Hausse de l’allocation touristique
Le marché parallèle de la devise s’essouffle en réalité au Maroc depuis que l’Office des changes, en concertation avec la banque centrale (Bank Al Maghrib) ont décidé d’augmenter le barème des allocations de devises pour différentes catégories socioprofessionnelles. Le ministère des finances marocain a en fait revu tous le dispositif de l’allocation devises en fonction des différents intervenants, qu’ils soient hommes d’affaires, exportateurs ou importateurs, industriels, tourisme et voyages, hadjis, étudiants. Des bureaux de change dûment agrées ont été ouverts à cet effet. A titre d’exemple, pour un voyage de tourisme, la loi autorise tout marocain ou résident étranger à bénéficier »d’une dotation touristique en devises d’un montant maximum de 20.000 (vingt mille) dirhams par voyage dans la limite de 40.000 (quarante mille) par année civile. Cette dotation, dont le montant est cumulable avec toute autre dotation, peut être majorée de 10.000 dirhams par enfant mineur figurant sur le passeport du parent bénéficiaire », indique entre autres dispositions l’Office des changes.

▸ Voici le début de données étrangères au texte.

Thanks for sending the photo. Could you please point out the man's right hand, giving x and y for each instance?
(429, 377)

Cette mesure administrative, qui accorde par ailleurs une dotation de 30.000 DH (environ 3.000 euros) pour les soins à l’étranger, a allégé la pression sur le marché parallèle. Mais, celui-ci reste actif, car le Maroc compte une très forte communauté émigrée en Europe, en particulier dans le sud de l’Espagne, en France, en Belgique et aux Pays-Bas. Les recettes tirées des virements des Marocains résidents à l’Extérieur (MRE) en janvier et février 2015 sont de 9,494 milliards de dirhams, soit une hausse de 660% par rapport à l’année 2014, selon l’Office des changes. A fin 2014, les émigrés marocains ont transféré vers leur pays 8,834 milliards de dirhams (environ 883,4 millions d’euros).